Articolo letto dall’autrice:
«Scusi, lei che mestiere fa?»
«Sono casalinga». «E io levatrice… io mascherina, io sartina, io bustaia…»
« E lei signore?»
«Io mondino… io ricamatore… io lavandaio».
Suona strano al maschile, vero?
Dev’essere perché si tratta di mestieri, alcuni dei quali praticamente scomparsi, che tradizionalmente erano assegnati alle donne, quasi sempre soltanto alle donne. Infatti erano mestieri umili. D’altra parte anche marescialla, o appuntata, o muratora ci sembrano strani. La sacerdota ancora più strano, vero? Strano, ma giusto. Molliamola di dire donna avvocato oppure appuntato Maria Rossi. Ma andiamo per ordine.
Cominciamo dall’agrimensore, così, tanto per simpatia con l’autore che inventò il personaggio.

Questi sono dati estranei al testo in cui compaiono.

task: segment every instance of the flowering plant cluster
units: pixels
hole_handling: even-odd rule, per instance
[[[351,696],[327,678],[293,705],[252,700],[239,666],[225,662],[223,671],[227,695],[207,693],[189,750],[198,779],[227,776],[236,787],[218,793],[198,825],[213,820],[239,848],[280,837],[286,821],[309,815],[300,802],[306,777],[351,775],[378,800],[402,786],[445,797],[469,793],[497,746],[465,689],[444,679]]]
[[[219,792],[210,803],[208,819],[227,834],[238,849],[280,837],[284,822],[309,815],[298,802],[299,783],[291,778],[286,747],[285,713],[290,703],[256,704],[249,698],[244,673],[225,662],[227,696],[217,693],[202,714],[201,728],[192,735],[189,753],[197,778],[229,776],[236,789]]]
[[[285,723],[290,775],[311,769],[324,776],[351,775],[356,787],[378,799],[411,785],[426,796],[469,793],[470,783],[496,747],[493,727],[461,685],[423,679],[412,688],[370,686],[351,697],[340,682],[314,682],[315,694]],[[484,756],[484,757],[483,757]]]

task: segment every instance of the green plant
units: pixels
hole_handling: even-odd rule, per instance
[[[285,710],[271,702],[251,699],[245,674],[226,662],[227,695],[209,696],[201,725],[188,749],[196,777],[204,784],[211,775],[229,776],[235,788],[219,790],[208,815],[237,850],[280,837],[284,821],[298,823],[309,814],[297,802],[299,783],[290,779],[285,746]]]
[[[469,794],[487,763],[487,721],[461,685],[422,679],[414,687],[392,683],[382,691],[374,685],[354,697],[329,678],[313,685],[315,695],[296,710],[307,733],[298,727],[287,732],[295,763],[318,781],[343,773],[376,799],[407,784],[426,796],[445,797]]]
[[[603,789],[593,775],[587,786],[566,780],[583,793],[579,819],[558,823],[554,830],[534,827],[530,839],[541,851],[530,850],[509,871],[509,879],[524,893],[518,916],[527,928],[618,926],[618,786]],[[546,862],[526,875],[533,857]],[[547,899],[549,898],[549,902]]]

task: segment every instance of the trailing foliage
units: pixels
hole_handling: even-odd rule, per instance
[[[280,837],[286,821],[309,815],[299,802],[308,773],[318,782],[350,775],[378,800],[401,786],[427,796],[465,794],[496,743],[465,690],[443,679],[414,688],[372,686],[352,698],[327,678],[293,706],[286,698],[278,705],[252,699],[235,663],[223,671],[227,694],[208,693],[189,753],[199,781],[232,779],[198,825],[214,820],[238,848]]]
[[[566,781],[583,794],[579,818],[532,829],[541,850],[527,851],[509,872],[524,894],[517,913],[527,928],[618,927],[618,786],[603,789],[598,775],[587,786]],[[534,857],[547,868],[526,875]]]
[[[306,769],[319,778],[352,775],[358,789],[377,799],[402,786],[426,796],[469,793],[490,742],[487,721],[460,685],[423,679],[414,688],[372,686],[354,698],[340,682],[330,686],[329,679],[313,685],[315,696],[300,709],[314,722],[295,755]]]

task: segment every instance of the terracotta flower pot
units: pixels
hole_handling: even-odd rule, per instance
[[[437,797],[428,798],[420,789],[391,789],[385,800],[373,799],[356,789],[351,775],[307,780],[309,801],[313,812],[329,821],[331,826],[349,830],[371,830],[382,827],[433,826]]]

Che cosa avrebbe fatto Kafka se il suo protagonista, semplicemente chiamato K., fosse stato una donna? Beh, forse innanzi tutto il personaggio principale di Il Castello non si sarebbe impastoiato in una situazione assurda, e con senso pratico avrebbe risolto, uscendo da un labirinto alienante. Certo, avremmo perduto un capolavoro…
Ma come l’avrebbe denominato il suo ruolo l’Autore? Non lo sappiamo. Però sappiamo che cosa dobbiamo fare oggi. Così avremo un’agrimensora. Infatti nella nostra lingua i sostantivi in -sore hanno una consolidata trasformazione nella desinenza femminile -sora. Consoliamoci, una volta tanto possiamo rinunciare ad avvitarci in complicazioni, e accettare di buon grado che oggi possano esistere signore assessore di eccellente valore; e che accanto a imprenditori vivano valide imprenditrici, arredatrici di gusto e, perché no, solerti massaggiatrici.

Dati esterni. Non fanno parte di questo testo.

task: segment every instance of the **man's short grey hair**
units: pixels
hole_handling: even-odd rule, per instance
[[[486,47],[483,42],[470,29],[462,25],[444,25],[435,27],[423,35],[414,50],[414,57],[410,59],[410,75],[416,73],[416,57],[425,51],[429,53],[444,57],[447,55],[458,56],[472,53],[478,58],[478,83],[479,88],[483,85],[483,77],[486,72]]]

Quando l’uso della lingua ha già consolidato la versione di genere femminile di un nome di desinenza maschile -ore in -oressa, come dottoressa, accettiamola. Non mettiamoci a fare le battaglie contro i mulini a vento, anche se qualche tentativo controcorrente io lo farei. Ma se si tratta di un sostantivo che si affaccia alla desinenza femminile solo di recente, teniamo a mente che la desinenza -ora è da preferirsi.